Butler's description of the late 1997 breakdown of consensus among the five permanent members of the Security Council is especially chilling. The dispute over Iraq marked the first major breakdown in cooperation since it began in the late 1980s with American receptivity to Gorbachev's "new thinking" in Soviet foreign policy. And the split sent a devastating signal to observers in Baghdad. Although China always stood somewhat apart from this process, and Russia never entered it fully, the most distressing defector was France. Its U.N. ambassador described as "perhaps a truckers' picnic" a high-altitude picture of 130 heavy Republican Guard trucks fleeing a site UNSCOM inspectors were approaching. "France played (and continues to play) both sides of the street, happily accepting every benefit from its place in the Western alliance while never feeling seriously restrained in pursuing narrower national interests," Butler writes. "They know that, after a period of agitation, their allies will always forgive and excuse them: 'Oh, well, you know how the French are.' They suffer no losses from this game, and so they go on playing it."

And yet despite this cavalcade of error and folly chronicled by the first Butler in The Greatest Threat, the second Butler still adheres to the true faith of arms control through international law.
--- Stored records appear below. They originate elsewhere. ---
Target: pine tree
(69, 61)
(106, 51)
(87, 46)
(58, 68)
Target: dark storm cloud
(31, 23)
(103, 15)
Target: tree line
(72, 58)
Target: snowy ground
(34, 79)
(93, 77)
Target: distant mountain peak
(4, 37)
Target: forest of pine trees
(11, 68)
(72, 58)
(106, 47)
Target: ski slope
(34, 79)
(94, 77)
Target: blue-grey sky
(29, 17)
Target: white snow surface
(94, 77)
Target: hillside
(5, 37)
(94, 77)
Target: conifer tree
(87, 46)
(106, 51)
In his introduction, he refers to the Security Council as "the lawmaker" in this field, the secretary general as "the guardian of the law," "the authority of international law," and the Security Council's "failure to enforce their own law." This is heavy-duty faith -- especially when what follows over the next two hundred pages is proof that Butler may have been the only person involved in the entire UNSCOM exercise who actually believed any of this theology.

Indeed, Butler himself does understand "the greatest threat" of his book's title: "Iraq's successful violation of the treaties against weapons of mass destruction has shaken those [arms-control] agreements and the faith held by nations in them. . . . Saddam's cheating has been detected, but it has not been stopped. . . . If Saddam finally gets away with it, the whole structure could well collapse."
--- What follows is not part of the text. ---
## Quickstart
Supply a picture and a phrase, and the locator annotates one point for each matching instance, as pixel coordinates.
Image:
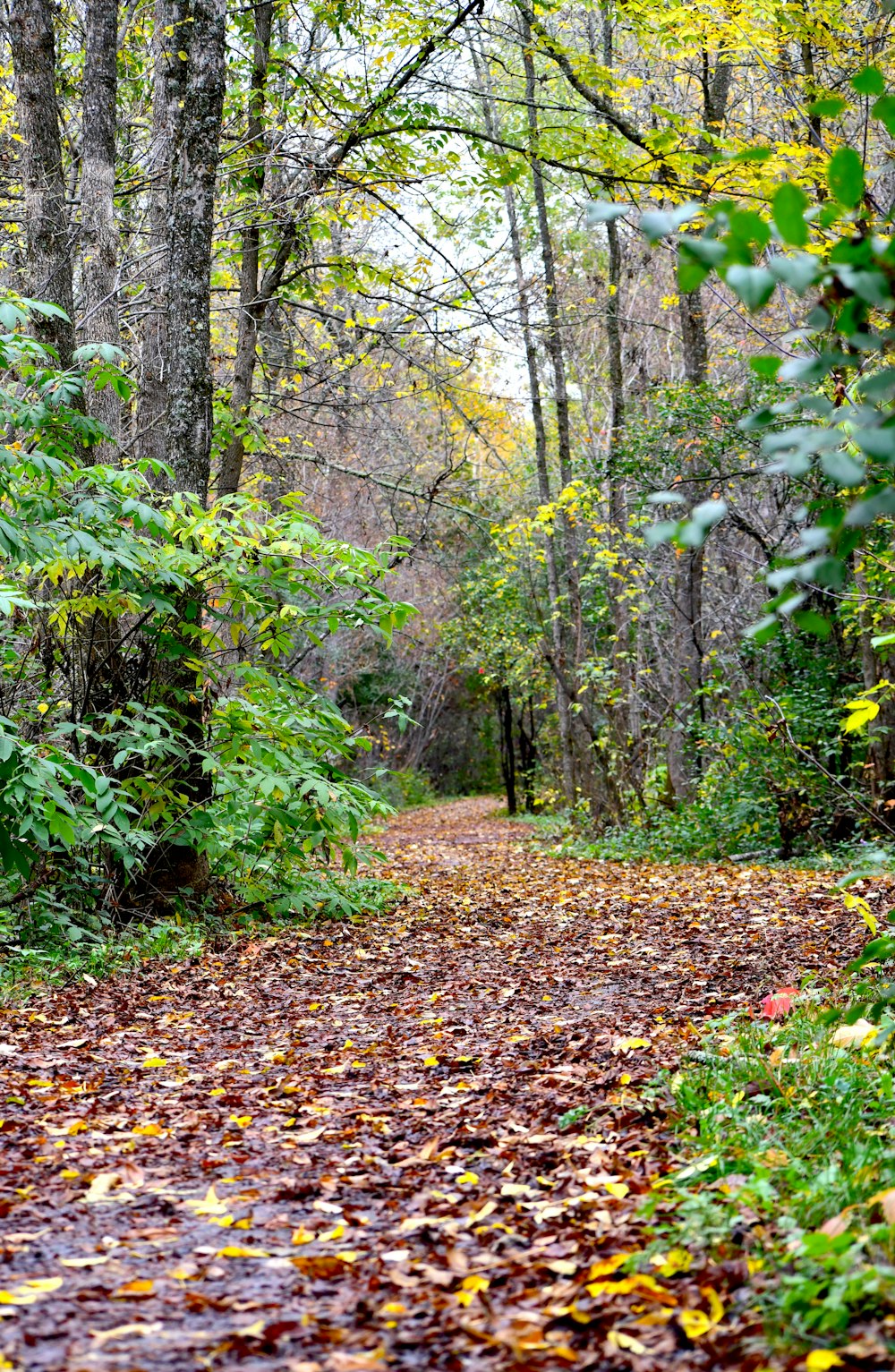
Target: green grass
(780, 1134)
This is exactly correct. Unfortunately, Butler's solution is for the permanent members of the Security Council to "solemnly declare to the world that they will always act together to remedy" violations of an arms-control treaty, and that, therefore, "they will undertake never to use or to threaten to use their veto in such circumstances."

But it was precisely the inability of the declared nuclear powers to act together that allowed Iraq to escape from UNSCOM to begin with -- and Saddam's Iraq was the easy case. If the members of the Security Council cannot maintain their discipline against a state that systematically obstructed their own authority -- after it had used weapons of mass destruction against its own population and committed unprovoked aggression against a small neighbor -- what can they handle?

The former assistant secretary of state for international organization affairs, John R. Bolton is senior vice president of the American Enterprise Institute.